The history of great women in science is often overlooked. However, increasingly historians are drawing our attention to the female thinkers across the ages that have had a transformative impact on the modern world.
One such example can be found in ancient Mesopotamia, with Tapputi, the world’s very first recorded chemist. She, along with her colleague known only as Nina, developed formulas, techniques and tools for perfume-making that have endured for millennia.
According to Cosmos Magazine, a Bronze Age clay tablet dating to around 1200 BC found in the ancient Babylonian kingdom relates the story of these two women, Tapputi Belatekallim and Ninu, perfume makers in the court of the king.
Written in cuneiform, and carved into damp clay, this inscription provides tantalizing details about the life, work and reputation of these two female chemists.
In Bronze Age Mesopotamia, perfume was a widely used and important commodity that required particular skills to produce. It was most commonly used in religious ceremonies, and carried an important symbolic significance.
According to the Perfume Society, perfume and burning incense was considered to form a bridge between gods and men, and offered the possibility of communing with the divine. In addition, it was believed that sweet scents were pleasing to the gods, and so bodies prepared for the afterlife needed to be treated with a variety of perfumes.
Ancient perfumes were crafted with considerable skill and knowledge.

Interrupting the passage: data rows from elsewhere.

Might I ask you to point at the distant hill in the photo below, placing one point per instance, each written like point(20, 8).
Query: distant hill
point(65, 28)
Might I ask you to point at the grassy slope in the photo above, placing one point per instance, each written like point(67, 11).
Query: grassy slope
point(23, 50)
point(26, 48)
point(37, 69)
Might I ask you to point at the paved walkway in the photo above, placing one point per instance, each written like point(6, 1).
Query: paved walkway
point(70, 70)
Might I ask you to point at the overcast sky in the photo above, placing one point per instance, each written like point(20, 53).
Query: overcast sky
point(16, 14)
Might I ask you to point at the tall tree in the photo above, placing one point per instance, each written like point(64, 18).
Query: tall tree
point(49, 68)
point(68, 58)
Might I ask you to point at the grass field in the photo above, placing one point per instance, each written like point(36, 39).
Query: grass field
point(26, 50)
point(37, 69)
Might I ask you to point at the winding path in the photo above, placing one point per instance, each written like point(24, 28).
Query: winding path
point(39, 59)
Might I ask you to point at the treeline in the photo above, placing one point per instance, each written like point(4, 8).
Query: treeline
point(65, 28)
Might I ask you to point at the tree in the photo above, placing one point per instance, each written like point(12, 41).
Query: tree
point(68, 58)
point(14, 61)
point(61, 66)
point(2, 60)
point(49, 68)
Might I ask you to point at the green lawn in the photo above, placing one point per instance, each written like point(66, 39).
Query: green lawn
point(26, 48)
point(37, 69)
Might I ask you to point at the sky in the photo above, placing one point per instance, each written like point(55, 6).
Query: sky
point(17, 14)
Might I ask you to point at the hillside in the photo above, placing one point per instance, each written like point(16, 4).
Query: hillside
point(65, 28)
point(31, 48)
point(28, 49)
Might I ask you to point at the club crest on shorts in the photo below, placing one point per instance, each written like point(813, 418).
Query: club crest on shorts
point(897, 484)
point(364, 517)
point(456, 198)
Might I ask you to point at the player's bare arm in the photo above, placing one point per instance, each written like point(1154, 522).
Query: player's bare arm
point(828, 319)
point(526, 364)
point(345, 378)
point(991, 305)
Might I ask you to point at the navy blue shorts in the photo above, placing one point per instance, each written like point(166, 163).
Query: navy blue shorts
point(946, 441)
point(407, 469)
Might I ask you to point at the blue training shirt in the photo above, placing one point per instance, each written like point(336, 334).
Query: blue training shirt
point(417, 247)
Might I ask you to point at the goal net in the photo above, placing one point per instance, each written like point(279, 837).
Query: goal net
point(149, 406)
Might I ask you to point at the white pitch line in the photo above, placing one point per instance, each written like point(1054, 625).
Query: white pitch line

Their makers required much more than a nose for fine scents, but rather, needed to have an intimate knowledge of chemistry and processes of distillation.
Tapputi and Ninu would have used a wide variety of ingredients, including specially prepared oils, myrrh, different types of flowers and natural resins, which were skillfully pressed and manipulated in order to make fragrant, sweet scents that would stand the test of time.